MANILA - President Rodrigo Duterte on Friday said the Philippines will continue to pursue friendly ties with China despite its continuous building of military facilities in its artificial islands in the disputed South China Sea.
Duterte has been accused of going soft on China despite the latter’s aggressive moves in the disputed waters.
The President, however, defended his stance and said it is useless to raise a howl of China’s activities in the disputed sea. He stressed, China’s move was really aimed at the U.S., its main rival for global dominance.
“China is playing it right at this time. That is the reality of geopolitics. Hindi naman tayo ang kalaban niyan eh. Ang kalaban n'yan ay America,” Duterte said in a news conference in Davao City.
“Huwag tayong makisali dyan. We better solve the fundamental problems of our country, including what is happening to our brother Filipinos.”
Duterte said the Philippines cannot afford to confront China, Asia’s largest economy.
“We are neutral. We will continue to talk with China. This is not the time to be fighting over South China Sea because it will only lead to a war,” he said.
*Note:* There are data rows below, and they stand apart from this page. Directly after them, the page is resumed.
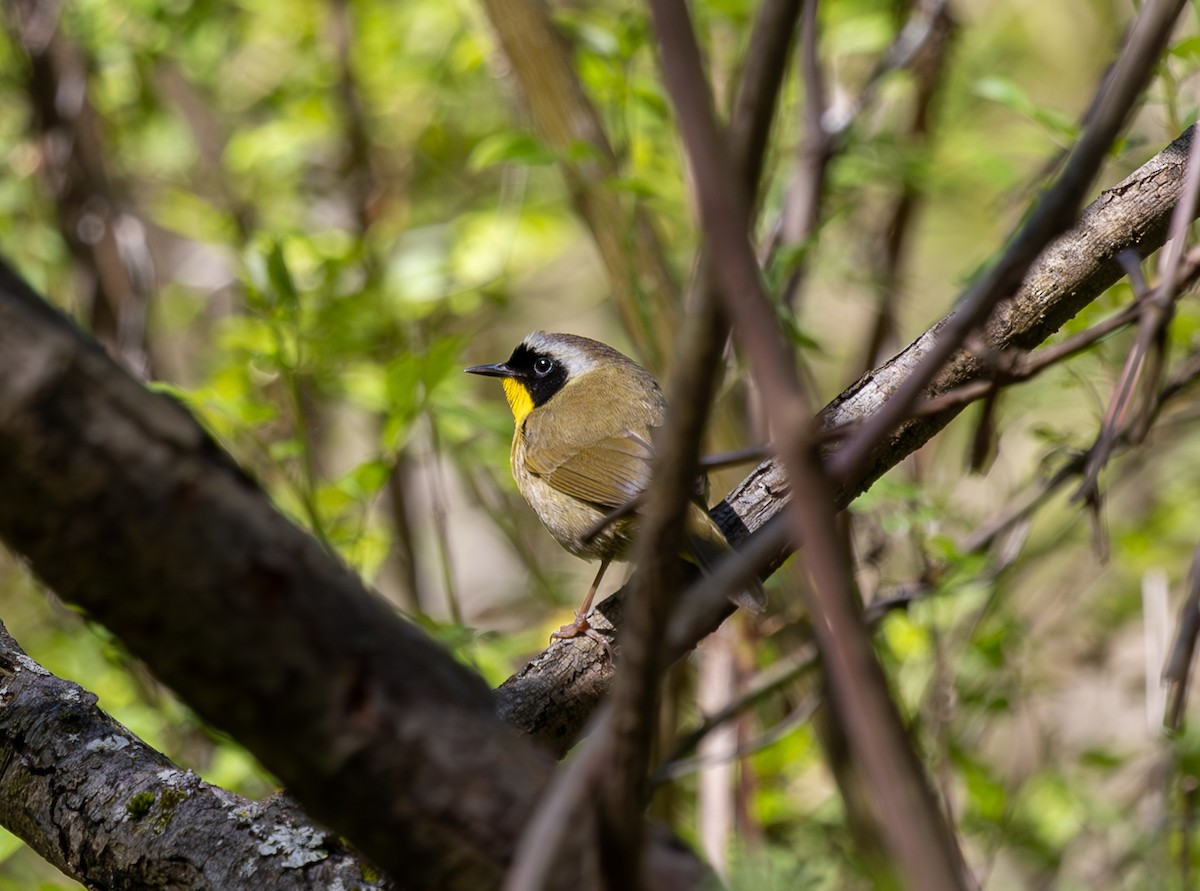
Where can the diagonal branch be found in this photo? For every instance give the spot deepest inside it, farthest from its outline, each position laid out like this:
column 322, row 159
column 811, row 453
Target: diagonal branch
column 94, row 800
column 553, row 697
column 144, row 522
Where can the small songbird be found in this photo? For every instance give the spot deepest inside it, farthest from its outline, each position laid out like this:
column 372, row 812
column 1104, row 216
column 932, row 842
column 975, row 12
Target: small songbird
column 582, row 448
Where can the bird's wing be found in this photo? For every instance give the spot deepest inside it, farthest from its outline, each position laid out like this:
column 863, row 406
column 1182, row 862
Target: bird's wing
column 607, row 473
column 604, row 458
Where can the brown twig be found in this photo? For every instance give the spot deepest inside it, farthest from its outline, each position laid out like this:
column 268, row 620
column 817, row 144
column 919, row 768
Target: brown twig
column 1053, row 214
column 1156, row 316
column 923, row 849
column 106, row 239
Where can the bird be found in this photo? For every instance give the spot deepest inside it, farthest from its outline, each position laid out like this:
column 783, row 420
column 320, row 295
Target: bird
column 582, row 450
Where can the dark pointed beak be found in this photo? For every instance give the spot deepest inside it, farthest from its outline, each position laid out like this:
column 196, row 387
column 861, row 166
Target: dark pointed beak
column 497, row 370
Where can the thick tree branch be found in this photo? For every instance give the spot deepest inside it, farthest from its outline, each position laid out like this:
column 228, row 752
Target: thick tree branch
column 553, row 695
column 144, row 522
column 102, row 806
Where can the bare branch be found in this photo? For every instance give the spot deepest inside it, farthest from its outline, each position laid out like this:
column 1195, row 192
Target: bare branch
column 553, row 697
column 102, row 806
column 1053, row 214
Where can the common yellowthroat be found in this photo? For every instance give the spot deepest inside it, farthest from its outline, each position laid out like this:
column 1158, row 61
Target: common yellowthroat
column 582, row 448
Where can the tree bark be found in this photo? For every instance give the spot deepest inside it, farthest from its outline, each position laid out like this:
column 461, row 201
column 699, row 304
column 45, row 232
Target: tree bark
column 124, row 506
column 106, row 808
column 551, row 699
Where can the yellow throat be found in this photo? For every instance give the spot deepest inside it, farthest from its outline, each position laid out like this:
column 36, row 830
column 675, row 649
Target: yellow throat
column 520, row 400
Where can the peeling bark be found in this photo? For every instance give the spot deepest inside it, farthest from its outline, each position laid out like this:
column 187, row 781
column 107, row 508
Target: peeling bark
column 106, row 808
column 551, row 699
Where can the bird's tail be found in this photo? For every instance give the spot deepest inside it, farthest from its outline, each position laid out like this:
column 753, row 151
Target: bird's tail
column 707, row 545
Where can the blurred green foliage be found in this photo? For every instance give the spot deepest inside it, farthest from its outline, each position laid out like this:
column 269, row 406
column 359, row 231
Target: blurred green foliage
column 346, row 208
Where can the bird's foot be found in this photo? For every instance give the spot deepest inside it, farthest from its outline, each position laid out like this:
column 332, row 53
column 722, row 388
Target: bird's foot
column 580, row 627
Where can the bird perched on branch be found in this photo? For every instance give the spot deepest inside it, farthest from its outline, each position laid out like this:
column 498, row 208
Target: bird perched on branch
column 582, row 453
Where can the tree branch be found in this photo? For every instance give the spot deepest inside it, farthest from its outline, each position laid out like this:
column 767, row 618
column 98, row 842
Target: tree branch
column 143, row 521
column 102, row 806
column 555, row 694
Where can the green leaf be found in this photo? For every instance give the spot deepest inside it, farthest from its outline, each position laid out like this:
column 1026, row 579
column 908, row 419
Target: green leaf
column 509, row 147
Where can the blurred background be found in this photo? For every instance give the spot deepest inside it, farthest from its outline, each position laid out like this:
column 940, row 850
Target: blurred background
column 304, row 217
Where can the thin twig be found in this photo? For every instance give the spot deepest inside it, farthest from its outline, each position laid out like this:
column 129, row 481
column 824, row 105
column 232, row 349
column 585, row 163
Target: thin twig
column 1053, row 214
column 924, row 850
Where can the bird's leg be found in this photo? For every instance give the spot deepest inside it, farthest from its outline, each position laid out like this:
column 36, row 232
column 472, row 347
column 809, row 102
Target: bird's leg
column 580, row 626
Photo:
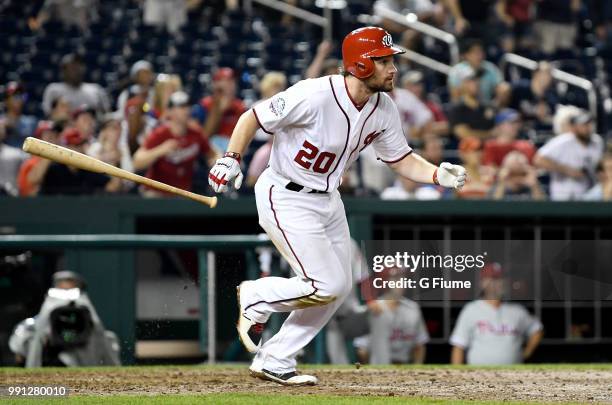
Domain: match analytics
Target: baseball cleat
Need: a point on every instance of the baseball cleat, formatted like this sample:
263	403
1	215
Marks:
291	379
249	332
256	372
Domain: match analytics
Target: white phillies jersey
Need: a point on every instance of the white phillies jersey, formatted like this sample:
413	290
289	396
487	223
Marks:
395	333
319	131
493	335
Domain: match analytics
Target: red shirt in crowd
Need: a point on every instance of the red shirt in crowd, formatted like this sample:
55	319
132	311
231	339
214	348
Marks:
177	167
230	116
495	151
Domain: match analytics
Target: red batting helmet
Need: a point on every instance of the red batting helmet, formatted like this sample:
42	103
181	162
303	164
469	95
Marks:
363	44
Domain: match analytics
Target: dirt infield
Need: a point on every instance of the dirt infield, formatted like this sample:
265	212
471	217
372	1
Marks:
581	384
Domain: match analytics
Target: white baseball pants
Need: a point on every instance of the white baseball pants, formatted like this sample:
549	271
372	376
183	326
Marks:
311	232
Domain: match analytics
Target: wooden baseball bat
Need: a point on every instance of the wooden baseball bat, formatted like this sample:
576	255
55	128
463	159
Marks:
72	158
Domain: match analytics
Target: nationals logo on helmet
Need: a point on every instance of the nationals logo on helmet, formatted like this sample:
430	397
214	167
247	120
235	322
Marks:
387	40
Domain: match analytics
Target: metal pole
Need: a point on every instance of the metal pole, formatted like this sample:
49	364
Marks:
212	307
327	30
204	320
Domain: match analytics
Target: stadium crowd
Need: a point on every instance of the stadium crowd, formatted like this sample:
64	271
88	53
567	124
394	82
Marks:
518	137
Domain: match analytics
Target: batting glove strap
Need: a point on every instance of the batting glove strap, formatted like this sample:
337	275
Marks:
233	155
450	176
225	170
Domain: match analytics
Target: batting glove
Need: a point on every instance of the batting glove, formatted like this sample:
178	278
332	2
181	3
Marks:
450	176
225	170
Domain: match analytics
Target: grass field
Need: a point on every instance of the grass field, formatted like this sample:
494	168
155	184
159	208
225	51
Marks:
231	384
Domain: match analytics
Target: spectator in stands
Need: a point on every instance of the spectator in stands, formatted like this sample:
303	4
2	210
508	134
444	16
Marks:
536	98
84	120
471	17
170	152
491	330
432	150
492	88
271	84
168	14
507	128
468	117
17	125
517	17
517	180
321	64
572	159
223	106
33	170
73	90
425	10
603	189
10	160
556	25
165	86
397	329
563	117
479	178
67	180
142	77
77	13
108	148
413	82
60	110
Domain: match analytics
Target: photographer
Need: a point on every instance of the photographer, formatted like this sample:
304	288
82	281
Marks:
66	332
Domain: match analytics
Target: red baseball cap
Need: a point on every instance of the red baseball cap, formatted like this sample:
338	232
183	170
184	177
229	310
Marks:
224	74
72	137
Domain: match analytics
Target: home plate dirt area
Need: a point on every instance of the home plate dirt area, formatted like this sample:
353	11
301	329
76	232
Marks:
527	383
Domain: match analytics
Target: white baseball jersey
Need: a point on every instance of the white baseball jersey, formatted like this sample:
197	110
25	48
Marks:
319	131
493	335
394	333
568	150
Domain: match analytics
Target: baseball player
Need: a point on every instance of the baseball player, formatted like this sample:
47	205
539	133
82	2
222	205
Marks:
398	333
492	331
319	127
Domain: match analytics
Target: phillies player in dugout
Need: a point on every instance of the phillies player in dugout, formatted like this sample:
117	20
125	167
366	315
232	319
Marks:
319	127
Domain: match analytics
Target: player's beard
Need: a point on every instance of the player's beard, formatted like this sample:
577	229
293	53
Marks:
376	86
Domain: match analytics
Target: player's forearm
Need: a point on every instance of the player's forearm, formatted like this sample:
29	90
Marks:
532	344
243	133
457	355
415	168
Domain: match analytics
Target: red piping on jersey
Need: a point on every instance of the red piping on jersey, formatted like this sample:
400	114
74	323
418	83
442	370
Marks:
363	126
294	255
396	160
259	123
348	132
357	106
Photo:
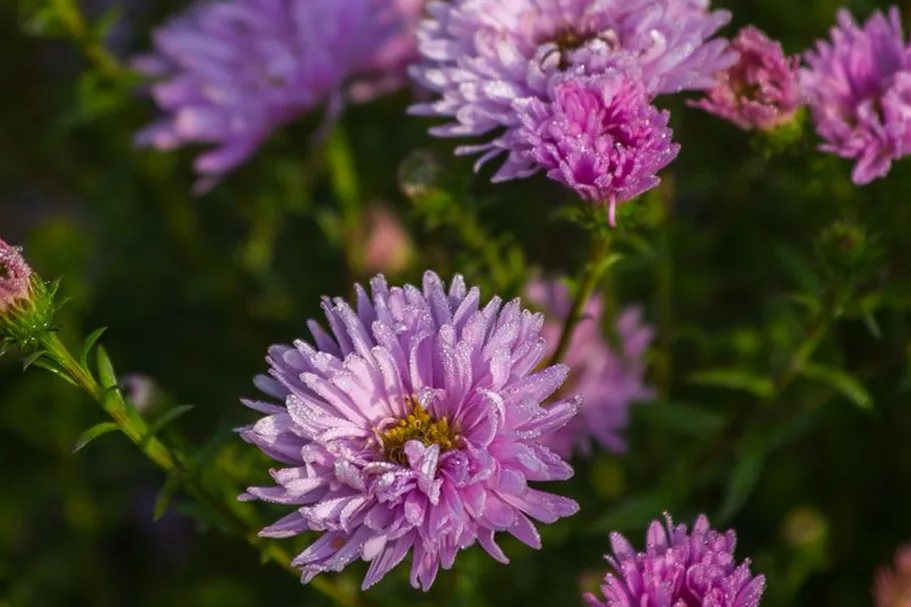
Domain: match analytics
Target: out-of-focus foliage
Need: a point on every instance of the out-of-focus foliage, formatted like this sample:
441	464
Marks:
780	293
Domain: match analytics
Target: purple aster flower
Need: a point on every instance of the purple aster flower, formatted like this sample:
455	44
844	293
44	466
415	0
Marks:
15	278
858	87
415	426
679	569
488	58
607	381
598	136
893	586
760	91
230	73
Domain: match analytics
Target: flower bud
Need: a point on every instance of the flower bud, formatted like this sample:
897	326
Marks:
760	91
26	305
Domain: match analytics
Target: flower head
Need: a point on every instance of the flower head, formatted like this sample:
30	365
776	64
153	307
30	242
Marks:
488	58
608	382
414	426
230	73
679	569
893	586
15	278
858	87
760	91
26	304
598	136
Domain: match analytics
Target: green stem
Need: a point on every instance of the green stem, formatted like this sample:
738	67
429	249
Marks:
587	282
72	17
343	175
172	462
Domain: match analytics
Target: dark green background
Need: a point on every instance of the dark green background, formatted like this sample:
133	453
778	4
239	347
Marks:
194	290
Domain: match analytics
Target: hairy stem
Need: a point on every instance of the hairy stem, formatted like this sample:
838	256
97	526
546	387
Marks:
174	463
586	284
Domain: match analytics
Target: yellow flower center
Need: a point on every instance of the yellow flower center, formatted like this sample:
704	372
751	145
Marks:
419	426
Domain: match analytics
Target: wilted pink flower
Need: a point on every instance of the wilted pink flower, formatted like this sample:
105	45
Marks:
388	246
415	426
599	136
679	569
229	73
609	382
858	87
893	586
760	91
15	278
489	58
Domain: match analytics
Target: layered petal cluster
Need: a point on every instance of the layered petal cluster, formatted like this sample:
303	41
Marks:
893	586
15	278
414	425
608	381
599	136
761	90
489	60
679	569
858	87
227	74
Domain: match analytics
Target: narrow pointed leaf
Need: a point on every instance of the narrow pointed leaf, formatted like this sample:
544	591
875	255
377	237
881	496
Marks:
106	373
735	379
94	432
841	381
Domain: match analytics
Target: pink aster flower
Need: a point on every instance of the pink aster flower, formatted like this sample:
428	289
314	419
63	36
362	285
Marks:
488	58
598	136
414	426
230	73
760	91
388	247
858	87
893	586
608	382
679	569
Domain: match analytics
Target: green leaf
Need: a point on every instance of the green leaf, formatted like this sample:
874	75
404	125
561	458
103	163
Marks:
682	418
31	359
742	482
735	379
94	432
165	497
89	343
49	365
841	381
163	421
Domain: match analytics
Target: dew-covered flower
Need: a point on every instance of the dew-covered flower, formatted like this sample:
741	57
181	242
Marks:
599	136
414	425
15	278
760	91
608	381
488	58
679	569
858	87
893	586
227	74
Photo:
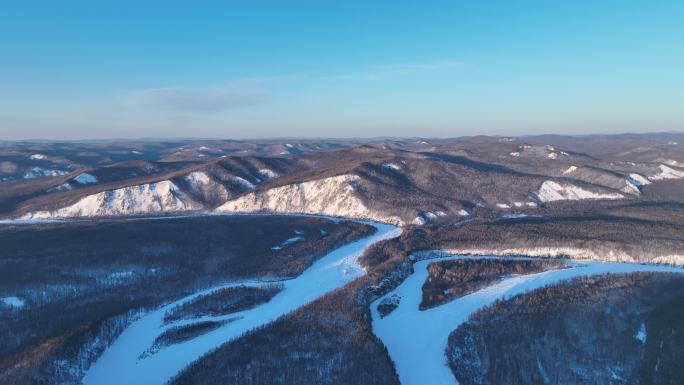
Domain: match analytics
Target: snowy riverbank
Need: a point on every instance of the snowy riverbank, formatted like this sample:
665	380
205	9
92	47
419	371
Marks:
416	339
121	362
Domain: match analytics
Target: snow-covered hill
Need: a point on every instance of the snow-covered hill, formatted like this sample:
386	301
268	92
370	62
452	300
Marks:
327	196
149	198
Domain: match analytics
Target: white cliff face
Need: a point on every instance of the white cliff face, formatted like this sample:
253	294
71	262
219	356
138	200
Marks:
147	198
203	185
328	196
571	252
667	173
85	178
551	191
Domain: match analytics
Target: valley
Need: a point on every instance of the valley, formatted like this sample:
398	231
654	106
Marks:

Beijing has almost finished building military installations in the seven reefs claimed by Manila in the Spratly archipelago, according to a Philippine Daily Inquirer report which released close-up images of the artificial islands, in a move described by observers as part of China’s bid to cement its control over the contested waters.
Malacañang has downplayed the release of the photos, hinting Manila was helpless in the face of a superior Chinese military.
“This ‘militarization’, if you can call it militarization, did not happen during the Duterte administration alone. It’s been long militarized,” presidential spokesperson Harry Roque said in a news conference earlier this week.
“What can we do? Right now the posture of the President is to maintain close ties [with China] so they won’t have any reason to use those arms in those islands.”
Roque later said in an online interview that the Philippines might even thank China for the man-made islands in the event Beijing loses control over it.
Roque’s comment was derided by critics, but the President defended him.
“Kapag natapos na ‘yan sabihin natin ‘amin man yan. Palagyan mo muna ng building… I-turnover mo muna yung mga hotels dyan, yung mga tapos na dyan. Iyun ang ibig sabihin ni Roque. Malay mo,” he said.
Since assuming power, Duterte has sought to downplay Manila’s South China Sea dispute with Beijing in pursuit of better economic ties with Asia’s largest economy.
China, Vietnam, the Philippines, Malaysia, Taiwan and Brunei have overlapping claims in the South China Sea where $5 trillion in trade goods pass annually. The area is also believed to contain oil and gas reserves.
The Association of Southeast Asian Nations (ASEAN) and China have agreed to start negotiations on a code of conduct on the South China Sea in March.